Personne ne se souvient d’une époque où Kaboul aurait été une ville « sans problèmes », même si l’on mettait de côté l’instabilité politique et les effusions de sang qui ont marqué le dernier demi-siècle. Il est impossible d’ignorer les difficultés de la vie urbaine dans la capitale afghane : la pollution constante de l’air, la négligence alarmante des gouvernements successifs face à cette pollution — visible, par exemple, lorsque les agents municipaux retirent les eaux usées des canalisations pour les laisser sécher juste à côté, avant que les vents tranchants de Kaboul ne les dispersent comme du poison dans l’air que respirent les habitants. À cela s’ajoutent des dizaines d’autres problèmes sérieux et anciens : l’expansion chaotique de la ville, la surpopulation, la pénurie d’eau, l’absence de services de santé et d’éducation de base dans de nombreuses zones. Jamais ces problèmes n’ont réellement préoccupé les dirigeants qui se sont succédé, et les habitants de cette ville sont restés si profondément enfoncés dans ce marécage qu’ils ne se souviennent plus — n’imaginent même plus — que la vie pourrait être meilleure, plus saine, plus urbaine, plus humaine. Et si les autorités refusent de prendre ces fléaux au sérieux, les habitants pourraient au moins, eux, atténuer la douleur de certaines de ces plaies urbaines.
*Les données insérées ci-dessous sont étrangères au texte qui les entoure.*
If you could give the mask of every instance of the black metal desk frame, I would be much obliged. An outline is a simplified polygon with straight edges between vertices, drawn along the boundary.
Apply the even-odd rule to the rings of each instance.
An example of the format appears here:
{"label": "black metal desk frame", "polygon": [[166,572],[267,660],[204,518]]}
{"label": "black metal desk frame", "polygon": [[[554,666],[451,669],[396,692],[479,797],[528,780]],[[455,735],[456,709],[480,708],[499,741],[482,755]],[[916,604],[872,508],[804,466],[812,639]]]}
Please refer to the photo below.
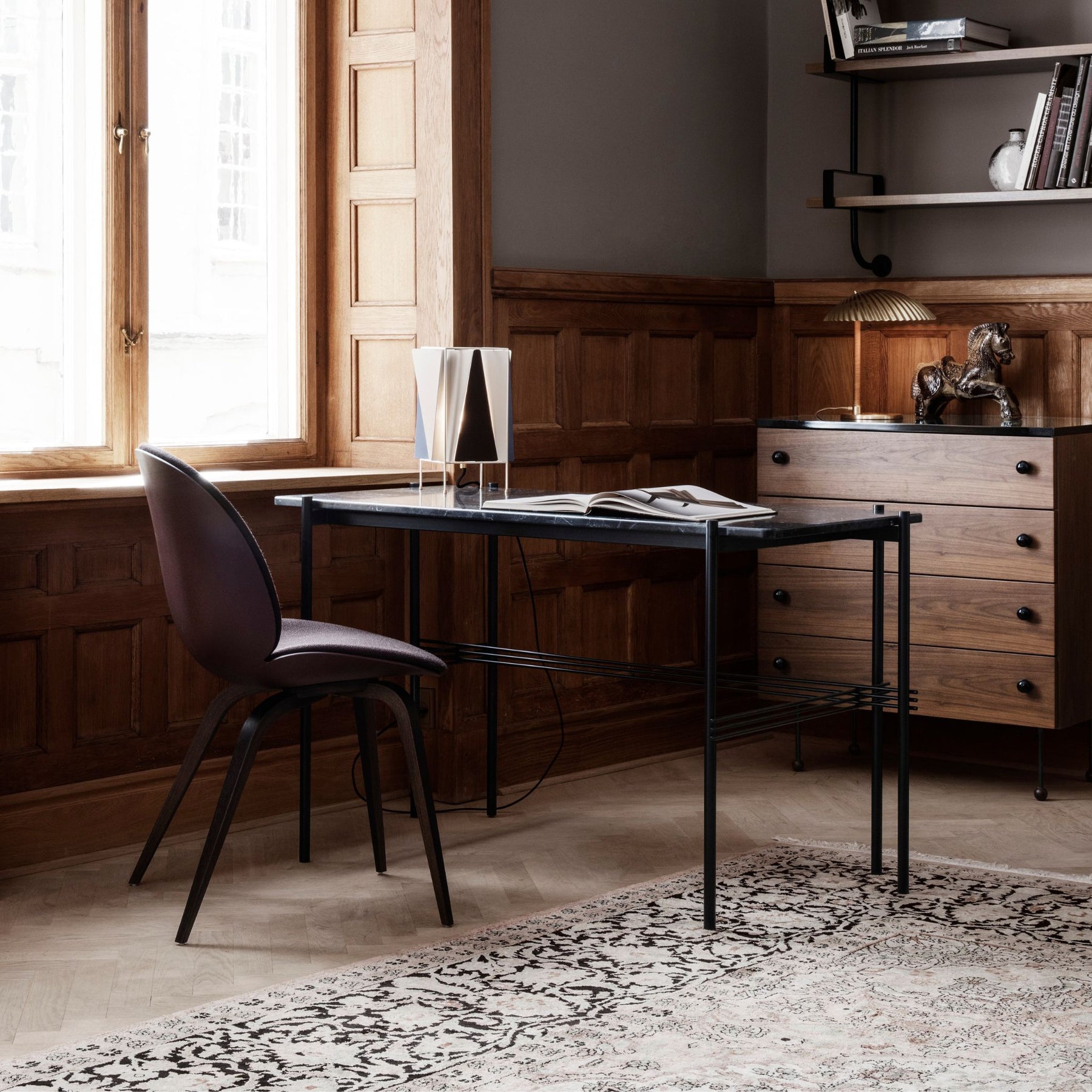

À tous ces problèmes — dont aucun n’est « mineur » ou « secondaire », et qui peuvent tous se transformer en catastrophes humaines — s’ajoute la question persistante des coupures d’électricité. Kaboul est régulièrement frappée par la peste des ténèbres, et cette peste s’est peut-être aggravée depuis la chute du gouvernement précédent. Historiquement, les habitants de Kaboul se plaignaient surtout des pannes d’hiver. Leur origine remonte à une pratique instaurée pendant le « djihad » des moudjahidines contre le Parti démocratique du peuple : détruire les pylônes électriques pour priver les habitants de lumière et faire en sorte que l’obscurité retourne l’opinion publique contre le régime. Cette mentalité a perduré pendant des années dans les cercles jihadistes, et durant les années de la république néolibérale, la faction jihadiste opposée — aujourd’hui au pouvoir — poursuivait la même pratique, ciblant les pylônes et plongeant la ville dans le noir. Alors que les « moudjahidines » privaient les gens de lumière, les « démocrates » et les « technocrates » installés dans les palais de Kaboul ne montraient aucune urgence à rétablir le courant, laissant les pannes s’allonger et devenir insupportables. Je me souviens d’un hiver où réparer le système électrique de Kaboul avait pris deux mois entiers. Durant cette période, les habitants s’étaient épuisés à se plaindre, et les responsables étaient restés si indifférents que les gens avaient eu l’impression que leurs voix ne parvenaient plus à personne. Ce n’était pas un hiver isolé — chaque année, l’électricité de Kaboul échouait, qu’il s’agisse de tempêtes, de fortes chutes de neige ou d’attaques de groupes armés.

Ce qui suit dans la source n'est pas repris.